In that context, the Court observed that, under the relocation decisions, national security and public order were to be taken into consideration throughout the relocation procedure, until the actual transfer of the applicant for international protection. In that regard, the Court held that a wide discretion had to be accorded to the competent authorities of the Member States of relocation when they determine whether there are reasonable grounds for regarding a third-country national whose relocation is intended as a danger to their national security or public order. On that issue, the Court stated that the concept of ‘danger to ... national security or public order’ within the meaning of the relocation decisions, must be interpreted as covering both actual and potential threats to national security or public order. The Court nevertheless pointed out that, to rely on the abovementioned grounds, those authorities had to rely, following a case-by-case investigation, on consistent, objective and specific evidence that provides grounds for suspecting that the applicant in question represents an actual or potential danger.
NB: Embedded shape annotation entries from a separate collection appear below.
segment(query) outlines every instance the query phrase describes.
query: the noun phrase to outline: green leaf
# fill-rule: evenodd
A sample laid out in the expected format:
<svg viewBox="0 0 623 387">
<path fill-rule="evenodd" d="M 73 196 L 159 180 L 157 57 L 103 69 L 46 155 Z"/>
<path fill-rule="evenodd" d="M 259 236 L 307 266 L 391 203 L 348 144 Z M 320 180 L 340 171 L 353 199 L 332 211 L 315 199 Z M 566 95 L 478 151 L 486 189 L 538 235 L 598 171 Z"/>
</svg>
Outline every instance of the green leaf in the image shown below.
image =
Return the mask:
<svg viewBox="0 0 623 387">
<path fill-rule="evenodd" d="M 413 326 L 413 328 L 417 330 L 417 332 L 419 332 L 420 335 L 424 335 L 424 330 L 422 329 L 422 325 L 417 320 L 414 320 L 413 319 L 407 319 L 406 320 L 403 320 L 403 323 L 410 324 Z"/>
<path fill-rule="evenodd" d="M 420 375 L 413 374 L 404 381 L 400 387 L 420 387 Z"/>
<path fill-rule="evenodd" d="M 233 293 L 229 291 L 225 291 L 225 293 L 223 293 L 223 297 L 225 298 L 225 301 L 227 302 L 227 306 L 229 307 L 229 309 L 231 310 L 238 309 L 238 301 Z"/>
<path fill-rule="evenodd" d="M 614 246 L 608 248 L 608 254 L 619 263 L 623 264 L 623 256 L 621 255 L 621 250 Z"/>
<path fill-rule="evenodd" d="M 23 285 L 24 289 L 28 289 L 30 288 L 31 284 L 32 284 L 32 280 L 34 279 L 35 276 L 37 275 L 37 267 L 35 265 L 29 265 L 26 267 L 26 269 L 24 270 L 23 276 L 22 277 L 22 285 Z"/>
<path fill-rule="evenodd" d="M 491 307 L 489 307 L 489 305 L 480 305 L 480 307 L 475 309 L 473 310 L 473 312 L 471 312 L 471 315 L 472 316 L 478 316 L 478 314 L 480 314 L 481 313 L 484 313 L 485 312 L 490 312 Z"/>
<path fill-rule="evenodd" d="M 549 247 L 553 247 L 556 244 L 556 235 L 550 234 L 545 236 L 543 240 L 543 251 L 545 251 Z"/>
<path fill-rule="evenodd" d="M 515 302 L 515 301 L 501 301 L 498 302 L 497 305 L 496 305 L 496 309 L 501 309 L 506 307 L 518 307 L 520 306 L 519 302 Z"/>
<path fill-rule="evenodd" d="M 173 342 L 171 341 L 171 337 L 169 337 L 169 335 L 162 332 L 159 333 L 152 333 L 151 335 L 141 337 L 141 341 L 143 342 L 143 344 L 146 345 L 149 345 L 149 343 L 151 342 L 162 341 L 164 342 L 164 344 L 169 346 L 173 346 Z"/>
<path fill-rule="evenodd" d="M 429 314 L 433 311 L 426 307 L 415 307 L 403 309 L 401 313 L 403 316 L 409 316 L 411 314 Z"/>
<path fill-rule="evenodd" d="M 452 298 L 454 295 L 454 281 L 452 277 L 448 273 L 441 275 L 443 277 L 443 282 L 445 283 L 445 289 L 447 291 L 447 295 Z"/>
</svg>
Consequently, it held that the arrangements provided by those provisions precluded, in the relocation procedure, a Member State from peremptorily invoking Article 72 TFEU for the sole purposes of general prevention and without establishing any direct relationship with a particular case to justify suspending the implementation of or even ceasing to implement its obligations under the relocation decisions.
Ruling subsequently on the plea derived by the Czech Republic from the malfunctioning of the relocation mechanism at issue, the Court held that it was not permissible if the objective of solidarity inherent to the relocation decisions and the binding nature of those acts was not to be undermined, for a Member State to be able to rely on its unilateral assessment of the alleged lack of effectiveness, or even the purported malfunctioning, of the relocation mechanism established by those acts in order to avoid any obligation to relocate people incumbent upon it under those acts. Lastly, drawing attention to the binding nature of the relocation decisions for the Czech Republic, as of their adoption and during their period of application, the Court stated that that Member State was required to comply with the relocation obligations imposed under those decisions irrespective of the provision of other types of aid to the Hellenic Republic and the Italian Republic.